Development of a Machine Learning Model Integrating Pathomics and Clinical Data to Predict Axillary Lymph Node Metastasis in Breast Cancer: A Two-Center Study
Background
Accurately assessing the status of axillary lymph nodes (ALNs) is essential for devising optimal surgical plans and making informed treatment decisions in breast cancer (BC) patients.
Aims
This study aims to develop an innovative nomogram based on pathomics to preoperatively predict ALN metastasis (ALNM) in BC.
Methods and Results
Our study performed a retrospective analysis on digital hematoxylin and eosin (H&E)-stained images obtained from 407 patients across two institutions who were allocated into a training cohort (TC; n = 203), an internal validation cohort (IVC; n = 136), and an external validation cohort (EVC; n = 68). Initially, the Mann–Whitney U-test and Spearman's rank correlation coefficient were utilized for feature selection, employing the least absolute shrinkage and selection operator (LASSO) regression for further refinement. For the evaluation of the predictive value of ALNM and other clinicopathological factors, we deployed both univariate (ULR) and multivariate (MLR) logistic regression analyses. Among the six machine learning (ML) algorithms, logistic regression, which demonstrated the highest area under the curve (AUC) value, was employed to establish the final nomogram model. The nomogram reliability and stability were assessed by analyzing the AUC of the receiver operating characteristic (ROC) curve, decision curve analysis (DCA), and calibration plots. MLR analysis demonstrated estrogen receptor (ER), human epidermal growth factor receptor 2 (HER2), tumor size, and pathomics features as independent ALNM predictors. The nomogram demonstrated that the AUC in the IVC (0.783) surpassed that of the Path-score model (0.698) (DeLong test, p = 0.008558).

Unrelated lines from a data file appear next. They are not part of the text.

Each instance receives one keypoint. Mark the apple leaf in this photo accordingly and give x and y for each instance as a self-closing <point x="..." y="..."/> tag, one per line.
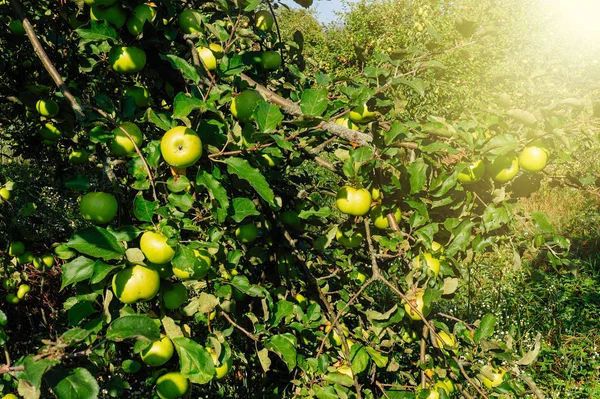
<point x="183" y="105"/>
<point x="245" y="171"/>
<point x="314" y="102"/>
<point x="284" y="345"/>
<point x="268" y="117"/>
<point x="133" y="326"/>
<point x="188" y="71"/>
<point x="195" y="362"/>
<point x="144" y="210"/>
<point x="242" y="208"/>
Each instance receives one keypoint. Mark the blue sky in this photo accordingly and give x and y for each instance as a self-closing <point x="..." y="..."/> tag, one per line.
<point x="324" y="9"/>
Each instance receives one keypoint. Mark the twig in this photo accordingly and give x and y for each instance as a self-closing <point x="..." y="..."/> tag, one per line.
<point x="242" y="329"/>
<point x="41" y="53"/>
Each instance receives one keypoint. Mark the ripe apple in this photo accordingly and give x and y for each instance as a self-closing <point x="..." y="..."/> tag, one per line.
<point x="361" y="114"/>
<point x="346" y="123"/>
<point x="497" y="378"/>
<point x="263" y="20"/>
<point x="190" y="21"/>
<point x="172" y="385"/>
<point x="16" y="27"/>
<point x="175" y="296"/>
<point x="140" y="95"/>
<point x="155" y="248"/>
<point x="221" y="369"/>
<point x="50" y="133"/>
<point x="99" y="2"/>
<point x="114" y="14"/>
<point x="23" y="290"/>
<point x="533" y="158"/>
<point x="79" y="157"/>
<point x="208" y="58"/>
<point x="98" y="207"/>
<point x="199" y="269"/>
<point x="270" y="60"/>
<point x="353" y="201"/>
<point x="246" y="233"/>
<point x="16" y="248"/>
<point x="120" y="144"/>
<point x="243" y="106"/>
<point x="158" y="353"/>
<point x="181" y="147"/>
<point x="379" y="217"/>
<point x="127" y="59"/>
<point x="5" y="193"/>
<point x="472" y="173"/>
<point x="417" y="300"/>
<point x="504" y="168"/>
<point x="348" y="240"/>
<point x="136" y="283"/>
<point x="48" y="108"/>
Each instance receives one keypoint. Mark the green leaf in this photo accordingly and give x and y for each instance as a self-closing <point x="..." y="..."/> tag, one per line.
<point x="78" y="383"/>
<point x="268" y="117"/>
<point x="418" y="175"/>
<point x="194" y="361"/>
<point x="188" y="71"/>
<point x="183" y="105"/>
<point x="486" y="327"/>
<point x="242" y="168"/>
<point x="216" y="191"/>
<point x="133" y="326"/>
<point x="144" y="210"/>
<point x="77" y="270"/>
<point x="96" y="242"/>
<point x="314" y="102"/>
<point x="242" y="208"/>
<point x="98" y="32"/>
<point x="284" y="346"/>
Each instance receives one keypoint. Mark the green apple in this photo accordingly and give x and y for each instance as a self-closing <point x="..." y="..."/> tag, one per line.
<point x="50" y="133"/>
<point x="270" y="60"/>
<point x="175" y="296"/>
<point x="243" y="106"/>
<point x="472" y="173"/>
<point x="190" y="21"/>
<point x="158" y="353"/>
<point x="140" y="95"/>
<point x="23" y="290"/>
<point x="124" y="59"/>
<point x="352" y="201"/>
<point x="504" y="168"/>
<point x="246" y="233"/>
<point x="361" y="114"/>
<point x="263" y="20"/>
<point x="172" y="385"/>
<point x="98" y="207"/>
<point x="136" y="283"/>
<point x="379" y="217"/>
<point x="16" y="248"/>
<point x="347" y="123"/>
<point x="208" y="58"/>
<point x="79" y="157"/>
<point x="48" y="108"/>
<point x="155" y="248"/>
<point x="181" y="147"/>
<point x="120" y="145"/>
<point x="533" y="158"/>
<point x="221" y="368"/>
<point x="114" y="14"/>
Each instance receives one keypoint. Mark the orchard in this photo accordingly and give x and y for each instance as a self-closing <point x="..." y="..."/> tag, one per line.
<point x="226" y="199"/>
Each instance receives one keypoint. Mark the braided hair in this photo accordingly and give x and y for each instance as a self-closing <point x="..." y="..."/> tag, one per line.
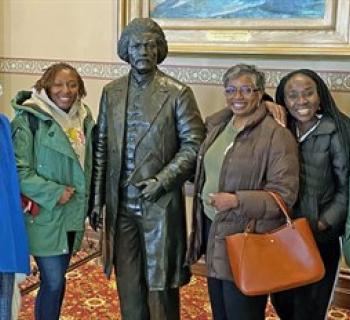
<point x="327" y="105"/>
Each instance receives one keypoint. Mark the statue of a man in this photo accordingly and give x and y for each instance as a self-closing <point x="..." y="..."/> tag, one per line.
<point x="147" y="137"/>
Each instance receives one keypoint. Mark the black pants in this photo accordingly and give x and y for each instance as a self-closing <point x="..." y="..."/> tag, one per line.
<point x="227" y="301"/>
<point x="311" y="302"/>
<point x="137" y="302"/>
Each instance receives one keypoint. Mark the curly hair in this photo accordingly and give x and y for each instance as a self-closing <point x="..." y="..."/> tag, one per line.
<point x="141" y="25"/>
<point x="47" y="79"/>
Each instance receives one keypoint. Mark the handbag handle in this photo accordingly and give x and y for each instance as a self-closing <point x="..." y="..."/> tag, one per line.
<point x="250" y="228"/>
<point x="280" y="202"/>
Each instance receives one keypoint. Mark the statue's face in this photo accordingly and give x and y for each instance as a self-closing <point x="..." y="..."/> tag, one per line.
<point x="143" y="52"/>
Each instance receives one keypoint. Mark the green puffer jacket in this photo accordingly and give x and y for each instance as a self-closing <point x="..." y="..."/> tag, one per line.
<point x="46" y="163"/>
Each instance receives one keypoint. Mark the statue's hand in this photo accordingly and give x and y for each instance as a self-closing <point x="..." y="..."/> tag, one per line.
<point x="96" y="218"/>
<point x="151" y="189"/>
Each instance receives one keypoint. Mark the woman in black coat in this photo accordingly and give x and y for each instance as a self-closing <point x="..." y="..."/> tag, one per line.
<point x="321" y="130"/>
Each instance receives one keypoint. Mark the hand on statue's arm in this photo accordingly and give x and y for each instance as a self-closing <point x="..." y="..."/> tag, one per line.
<point x="278" y="112"/>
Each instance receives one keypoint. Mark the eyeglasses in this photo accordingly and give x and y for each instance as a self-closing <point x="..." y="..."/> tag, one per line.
<point x="294" y="95"/>
<point x="246" y="91"/>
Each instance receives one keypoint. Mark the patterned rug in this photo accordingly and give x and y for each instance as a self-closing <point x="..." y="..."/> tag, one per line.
<point x="90" y="296"/>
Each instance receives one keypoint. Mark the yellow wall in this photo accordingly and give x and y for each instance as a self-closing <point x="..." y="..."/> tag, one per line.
<point x="85" y="31"/>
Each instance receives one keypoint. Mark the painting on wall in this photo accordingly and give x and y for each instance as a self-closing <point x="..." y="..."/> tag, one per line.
<point x="304" y="27"/>
<point x="235" y="9"/>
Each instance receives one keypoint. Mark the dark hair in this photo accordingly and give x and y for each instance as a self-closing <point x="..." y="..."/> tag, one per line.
<point x="245" y="69"/>
<point x="327" y="104"/>
<point x="142" y="25"/>
<point x="48" y="77"/>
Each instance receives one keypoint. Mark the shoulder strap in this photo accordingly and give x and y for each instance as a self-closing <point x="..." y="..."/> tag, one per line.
<point x="280" y="202"/>
<point x="33" y="123"/>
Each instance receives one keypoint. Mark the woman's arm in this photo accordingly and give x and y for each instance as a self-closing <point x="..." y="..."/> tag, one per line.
<point x="44" y="192"/>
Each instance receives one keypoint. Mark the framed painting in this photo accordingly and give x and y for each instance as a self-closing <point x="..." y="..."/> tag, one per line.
<point x="294" y="27"/>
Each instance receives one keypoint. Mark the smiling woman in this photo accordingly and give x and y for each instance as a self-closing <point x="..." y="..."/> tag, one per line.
<point x="245" y="154"/>
<point x="52" y="134"/>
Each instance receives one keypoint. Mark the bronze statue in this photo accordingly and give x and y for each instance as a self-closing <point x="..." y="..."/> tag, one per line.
<point x="147" y="137"/>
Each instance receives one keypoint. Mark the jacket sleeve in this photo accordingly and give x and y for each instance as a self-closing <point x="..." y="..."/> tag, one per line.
<point x="334" y="214"/>
<point x="98" y="183"/>
<point x="42" y="191"/>
<point x="282" y="176"/>
<point x="190" y="130"/>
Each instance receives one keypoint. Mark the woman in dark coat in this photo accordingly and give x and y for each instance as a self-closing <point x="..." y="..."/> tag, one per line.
<point x="245" y="154"/>
<point x="321" y="130"/>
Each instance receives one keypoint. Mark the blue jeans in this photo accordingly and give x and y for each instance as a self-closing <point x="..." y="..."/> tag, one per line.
<point x="6" y="292"/>
<point x="52" y="286"/>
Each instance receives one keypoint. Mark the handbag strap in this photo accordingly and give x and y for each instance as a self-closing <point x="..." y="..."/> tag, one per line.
<point x="250" y="228"/>
<point x="280" y="202"/>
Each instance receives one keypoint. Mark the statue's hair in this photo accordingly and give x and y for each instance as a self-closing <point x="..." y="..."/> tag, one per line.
<point x="140" y="25"/>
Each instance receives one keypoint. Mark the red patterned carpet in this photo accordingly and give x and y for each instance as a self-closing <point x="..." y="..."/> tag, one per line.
<point x="90" y="296"/>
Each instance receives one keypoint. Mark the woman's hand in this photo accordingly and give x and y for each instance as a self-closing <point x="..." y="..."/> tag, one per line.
<point x="66" y="195"/>
<point x="278" y="112"/>
<point x="222" y="201"/>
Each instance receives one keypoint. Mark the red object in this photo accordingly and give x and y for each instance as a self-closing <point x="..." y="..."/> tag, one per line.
<point x="29" y="206"/>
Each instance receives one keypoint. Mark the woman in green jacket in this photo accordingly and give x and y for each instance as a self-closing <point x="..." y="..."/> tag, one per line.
<point x="52" y="134"/>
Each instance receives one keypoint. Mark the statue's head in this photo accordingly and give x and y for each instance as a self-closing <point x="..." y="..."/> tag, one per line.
<point x="141" y="30"/>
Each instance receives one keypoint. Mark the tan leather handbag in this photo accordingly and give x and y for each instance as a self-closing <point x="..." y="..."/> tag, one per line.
<point x="282" y="259"/>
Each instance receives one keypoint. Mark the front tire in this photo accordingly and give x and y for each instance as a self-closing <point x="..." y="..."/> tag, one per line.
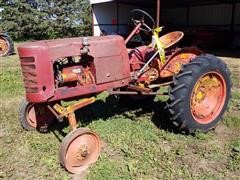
<point x="200" y="94"/>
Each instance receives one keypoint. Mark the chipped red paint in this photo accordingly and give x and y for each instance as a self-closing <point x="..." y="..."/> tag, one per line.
<point x="110" y="59"/>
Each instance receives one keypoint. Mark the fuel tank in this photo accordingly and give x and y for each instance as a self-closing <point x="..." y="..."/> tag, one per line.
<point x="110" y="66"/>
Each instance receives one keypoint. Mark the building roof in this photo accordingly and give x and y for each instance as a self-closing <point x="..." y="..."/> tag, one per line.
<point x="167" y="3"/>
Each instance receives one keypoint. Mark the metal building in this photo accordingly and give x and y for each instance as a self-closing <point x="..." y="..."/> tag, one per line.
<point x="210" y="18"/>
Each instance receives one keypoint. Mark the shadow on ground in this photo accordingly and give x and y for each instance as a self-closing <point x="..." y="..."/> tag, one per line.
<point x="128" y="108"/>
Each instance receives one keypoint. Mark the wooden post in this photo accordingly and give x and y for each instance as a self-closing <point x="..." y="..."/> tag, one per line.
<point x="158" y="13"/>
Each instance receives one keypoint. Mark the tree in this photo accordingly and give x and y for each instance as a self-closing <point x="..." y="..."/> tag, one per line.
<point x="44" y="19"/>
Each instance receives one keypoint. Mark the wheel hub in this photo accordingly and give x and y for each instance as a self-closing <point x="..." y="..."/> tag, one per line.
<point x="208" y="97"/>
<point x="82" y="152"/>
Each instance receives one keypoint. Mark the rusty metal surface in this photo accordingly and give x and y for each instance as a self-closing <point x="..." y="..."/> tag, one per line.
<point x="37" y="58"/>
<point x="175" y="62"/>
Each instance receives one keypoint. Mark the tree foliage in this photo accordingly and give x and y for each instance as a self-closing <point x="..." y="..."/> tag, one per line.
<point x="45" y="19"/>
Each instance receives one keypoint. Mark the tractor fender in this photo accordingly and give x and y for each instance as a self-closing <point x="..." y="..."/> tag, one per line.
<point x="177" y="59"/>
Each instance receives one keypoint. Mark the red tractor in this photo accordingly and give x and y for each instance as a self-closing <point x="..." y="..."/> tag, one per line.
<point x="61" y="70"/>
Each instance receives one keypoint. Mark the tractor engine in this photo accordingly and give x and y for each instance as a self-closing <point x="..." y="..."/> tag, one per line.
<point x="72" y="71"/>
<point x="69" y="68"/>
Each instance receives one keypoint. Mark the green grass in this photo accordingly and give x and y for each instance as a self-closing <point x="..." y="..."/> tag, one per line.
<point x="137" y="141"/>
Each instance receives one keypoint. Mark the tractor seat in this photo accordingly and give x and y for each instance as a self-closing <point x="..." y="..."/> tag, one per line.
<point x="171" y="38"/>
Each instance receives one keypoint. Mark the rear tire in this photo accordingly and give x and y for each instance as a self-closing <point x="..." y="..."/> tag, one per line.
<point x="6" y="45"/>
<point x="200" y="94"/>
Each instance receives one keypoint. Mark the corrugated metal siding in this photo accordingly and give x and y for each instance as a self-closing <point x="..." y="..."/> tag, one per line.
<point x="174" y="16"/>
<point x="211" y="15"/>
<point x="105" y="17"/>
<point x="104" y="13"/>
<point x="125" y="11"/>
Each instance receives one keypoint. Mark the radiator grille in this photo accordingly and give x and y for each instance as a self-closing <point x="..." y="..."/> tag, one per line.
<point x="29" y="74"/>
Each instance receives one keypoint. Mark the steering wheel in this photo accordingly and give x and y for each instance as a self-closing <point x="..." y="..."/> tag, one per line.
<point x="140" y="16"/>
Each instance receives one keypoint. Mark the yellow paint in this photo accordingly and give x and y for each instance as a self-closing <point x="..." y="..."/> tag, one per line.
<point x="199" y="95"/>
<point x="159" y="45"/>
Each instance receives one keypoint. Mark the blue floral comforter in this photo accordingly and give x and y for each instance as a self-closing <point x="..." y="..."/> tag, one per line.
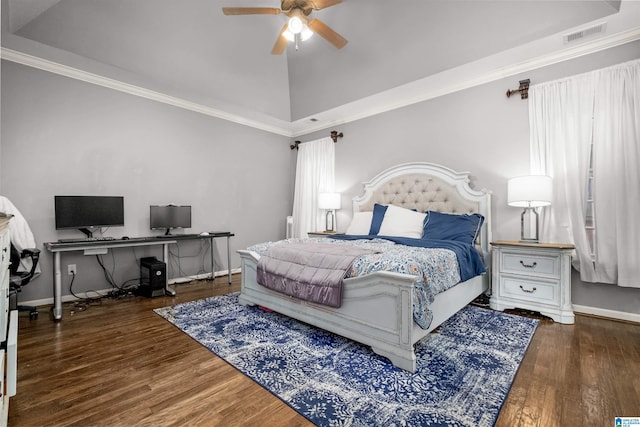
<point x="438" y="264"/>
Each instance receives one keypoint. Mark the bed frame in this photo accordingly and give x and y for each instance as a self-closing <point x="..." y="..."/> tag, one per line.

Similarly, in the EVC, the nomogram surpassed the clinical model regarding AUC (0.738 vs. 0.574; DeLong test, p = 0.00494). Additionally, DCA analysis indicated a net clinical benefit associated with the nomogram.
Conclusion
Our study demonstrates the effectiveness of pathomics features in predicting ALNM in BC patients. Furthermore, the pathomics-based nomogram offers a valuable tool for personalized treatment planning in this patient population.